Kayakave Kailasa (work is worship) and Nudidante Nade (walk the talk) were some of the Basavanna’s vachanas that Rahul invoked during his attacks on Prime Minister Narendra Modi. And he did more than that. Rahul visited the influential Lingayat religious centres – Gavimutt in Koppal, Sharana Basaveshwara Temple in Kalaburagi, the Murugha Mutt in Dharwad and the Anubhava Mantapa at Basavakalyan in Bidar. “What Rahul tried to do was hit two birds with one stone,” said A Narayana, who teaches politics and public policy at Azim Premji University. “Basavanna’s appeal is beyond Lingayats. Even Dalits and OBCs, who form the Congress’ core constituency, identify with Basavanna.”
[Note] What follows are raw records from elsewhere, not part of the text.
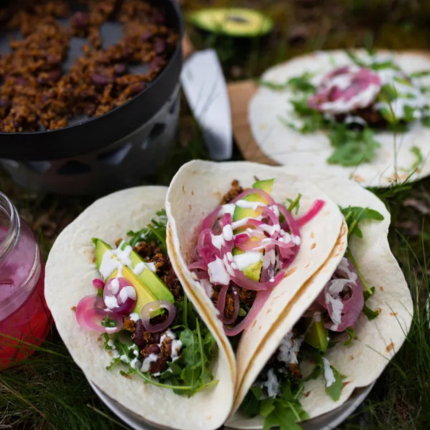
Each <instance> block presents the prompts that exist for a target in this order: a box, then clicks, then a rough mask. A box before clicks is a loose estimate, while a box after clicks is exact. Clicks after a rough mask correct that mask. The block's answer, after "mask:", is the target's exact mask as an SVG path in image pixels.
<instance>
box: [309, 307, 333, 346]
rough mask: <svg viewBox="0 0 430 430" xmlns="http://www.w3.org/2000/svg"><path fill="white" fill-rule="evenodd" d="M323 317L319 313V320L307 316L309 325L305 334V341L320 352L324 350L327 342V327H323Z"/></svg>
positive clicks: (327, 345) (322, 316) (327, 335)
mask: <svg viewBox="0 0 430 430" xmlns="http://www.w3.org/2000/svg"><path fill="white" fill-rule="evenodd" d="M325 322H326V321H325V318H324V317H323V315H321V319H320V321H316V320H315V319H313V318H309V326H308V329H307V332H306V335H305V342H306V343H307V344H309V345H310V346H312V347H314V348H315V349H318V350H319V351H321V352H326V351H327V348H328V344H329V339H328V337H329V336H328V329H326V328H325V327H324V324H325Z"/></svg>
The Hyderabad-Karnataka and Mumbai-Karnataka regions comprise 96 out of 224 Assembly segments in the state. Although a BJP bastion, the Congress did well here in the 2013 polls owing to Yeddyurappa forming his own party that ended up splitting the BJP’s votes.

According to Narayana, invoking Basavanna is in line with the Congress’ new approach towards Hindutva. “The party seems to want to steer clear of its pro-Muslim image and champion the cause of inclusive Hindutva. Rahul also played safe by directly reaching out to Lingayats, because the BJP has accused his party of trying to divide the community through the separate religion movement,” Narayana said. Even Modi has taken to Basavanna of late – he hailed the Anubhava Mantapa in Parliament recently – as both parties look to woo his followers ahead of the polls.